Aerial photo taken on July 25, 2020 shows a view of a Juncao field in Pingtan County, southeast China's Fujian Province. [Photo/Xinhua]
Over the past two decades, the agricultural technology has been widely promoted at home through China's poverty alleviation projects in areas including Xinjiang Uygur, Tibet and Ningxia Hui autonomous regions.
So far, more than 500 counties across China have participated in planting Juncao. The grass significantly lowered farming costs, and reduced annual tree clearing by 20 million cubic meters in the country.
Much like the way it revived millions of farmers' lives, the grass transformed once bleak landscapes. In Ulan Buh Desert, which has been encroaching the upper reaches of the Yellow River, a pilot experiment showed that the tenacious grass could survive in the arid terrain and turned the sand dunes into oasis.
Chinese scientists have envisioned a greater plan for a 1,000-km-long green barrier of Juncao along the country's second-longest river by 2021 to treat the heavily eroded land and protect it from invasion by sand.
Planting seeds of hope worldwide
"I did go to Fujian Province. I met my then colleague Governor Xi Jinping," said Peti Lafanama, former governor of Papua New Guinea's Eastern Highlands Province. "I think the President has a heart for the people."
The meeting Lafanama referred to took place in 2000, where Xi helped launch a pilot Juncao project to improve the lives of locals in the impoverished country.
In November 2018, when Xi visited this country as Chinese president, the grass was expected to lift 30,000 local people out of poverty in the next five years. During his visit, the two countries signed another aid project using the grass technology, a day ahead of the Asia-Pacific Economic Cooperation (APEC) Leaders' Meeting scheduled in Papua New Guinea.

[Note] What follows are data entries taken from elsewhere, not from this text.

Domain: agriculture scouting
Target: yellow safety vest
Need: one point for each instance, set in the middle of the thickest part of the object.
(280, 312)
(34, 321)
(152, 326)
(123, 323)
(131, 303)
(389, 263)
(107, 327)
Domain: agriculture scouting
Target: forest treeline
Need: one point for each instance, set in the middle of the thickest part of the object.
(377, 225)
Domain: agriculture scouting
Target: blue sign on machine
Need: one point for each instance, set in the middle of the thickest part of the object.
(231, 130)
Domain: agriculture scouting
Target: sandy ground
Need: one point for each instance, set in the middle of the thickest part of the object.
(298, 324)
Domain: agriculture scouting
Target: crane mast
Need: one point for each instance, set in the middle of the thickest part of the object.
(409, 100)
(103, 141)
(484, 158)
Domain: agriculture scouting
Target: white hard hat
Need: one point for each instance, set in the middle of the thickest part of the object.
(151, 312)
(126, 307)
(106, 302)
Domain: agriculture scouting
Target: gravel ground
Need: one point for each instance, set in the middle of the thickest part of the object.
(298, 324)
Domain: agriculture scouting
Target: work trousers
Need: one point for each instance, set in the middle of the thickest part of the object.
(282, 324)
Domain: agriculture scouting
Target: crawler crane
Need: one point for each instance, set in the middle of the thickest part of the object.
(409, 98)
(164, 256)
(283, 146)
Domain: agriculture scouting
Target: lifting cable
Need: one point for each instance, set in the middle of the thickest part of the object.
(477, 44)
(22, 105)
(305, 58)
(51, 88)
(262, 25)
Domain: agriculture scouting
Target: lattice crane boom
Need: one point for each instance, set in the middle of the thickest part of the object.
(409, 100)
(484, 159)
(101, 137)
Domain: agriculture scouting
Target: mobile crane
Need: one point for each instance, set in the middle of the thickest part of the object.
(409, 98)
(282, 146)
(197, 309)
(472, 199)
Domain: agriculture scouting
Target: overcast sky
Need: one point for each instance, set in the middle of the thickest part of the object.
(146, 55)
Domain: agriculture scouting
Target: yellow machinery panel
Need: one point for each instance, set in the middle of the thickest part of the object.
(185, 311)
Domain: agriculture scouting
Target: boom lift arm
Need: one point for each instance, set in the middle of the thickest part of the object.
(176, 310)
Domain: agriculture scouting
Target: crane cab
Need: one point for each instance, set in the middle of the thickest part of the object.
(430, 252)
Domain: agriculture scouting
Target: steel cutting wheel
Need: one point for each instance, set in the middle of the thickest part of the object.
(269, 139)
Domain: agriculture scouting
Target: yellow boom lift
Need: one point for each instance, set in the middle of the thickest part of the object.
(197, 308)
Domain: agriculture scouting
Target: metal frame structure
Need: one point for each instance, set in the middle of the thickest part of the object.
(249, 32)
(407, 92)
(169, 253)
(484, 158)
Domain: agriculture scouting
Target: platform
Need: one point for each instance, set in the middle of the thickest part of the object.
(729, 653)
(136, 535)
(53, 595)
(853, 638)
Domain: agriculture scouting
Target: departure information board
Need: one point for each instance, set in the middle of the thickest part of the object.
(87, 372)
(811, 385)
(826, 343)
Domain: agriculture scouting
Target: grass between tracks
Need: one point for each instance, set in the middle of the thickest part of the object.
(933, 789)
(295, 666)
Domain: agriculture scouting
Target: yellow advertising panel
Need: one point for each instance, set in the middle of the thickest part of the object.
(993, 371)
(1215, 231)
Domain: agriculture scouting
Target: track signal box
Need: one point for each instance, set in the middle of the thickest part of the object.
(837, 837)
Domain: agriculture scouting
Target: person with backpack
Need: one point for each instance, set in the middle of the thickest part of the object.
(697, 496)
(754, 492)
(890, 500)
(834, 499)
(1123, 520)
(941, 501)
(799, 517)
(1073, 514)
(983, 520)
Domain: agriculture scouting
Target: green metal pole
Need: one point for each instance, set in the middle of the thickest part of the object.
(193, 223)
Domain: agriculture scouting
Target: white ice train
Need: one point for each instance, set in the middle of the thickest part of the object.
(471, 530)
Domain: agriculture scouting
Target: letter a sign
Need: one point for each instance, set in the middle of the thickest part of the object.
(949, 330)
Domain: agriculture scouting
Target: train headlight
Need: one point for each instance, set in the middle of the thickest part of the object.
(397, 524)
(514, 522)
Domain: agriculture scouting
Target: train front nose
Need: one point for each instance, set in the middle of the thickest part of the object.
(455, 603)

Just one year before Xi's visit, the yield of the grass in Papua New Guinea set a world record of 854 tonnes per hectare. The harvest per hectare can feed 400-500 sheep or help grow 100 tonnes of fresh mushrooms.
Emmanuel Ahimana, owner of a Rwandan company which applies Juncao technology to grow mushrooms, works at his workshop in Kigali, Rwanda, Sept. 9, 2020. [Photo/Xinhua]
As an affordable and accessible way to stimulate the agricultural industry, Juncao technology has now been disseminated to 106 countries through training programs or on-site demonstrations.
In a meeting on Juncao technology held at the UN headquarters in 2019, then UN General Assembly President Maria Fernanda Espinosa Garces said that the herbaceous plant contributes to poverty eradication, clean energy, gender equality and biodiversity preservation.
"The Juncao technology is emblematic of the China's Belt and Road Initiative," Espinosa said. "It supports the 2030 Agenda for Sustainable Development."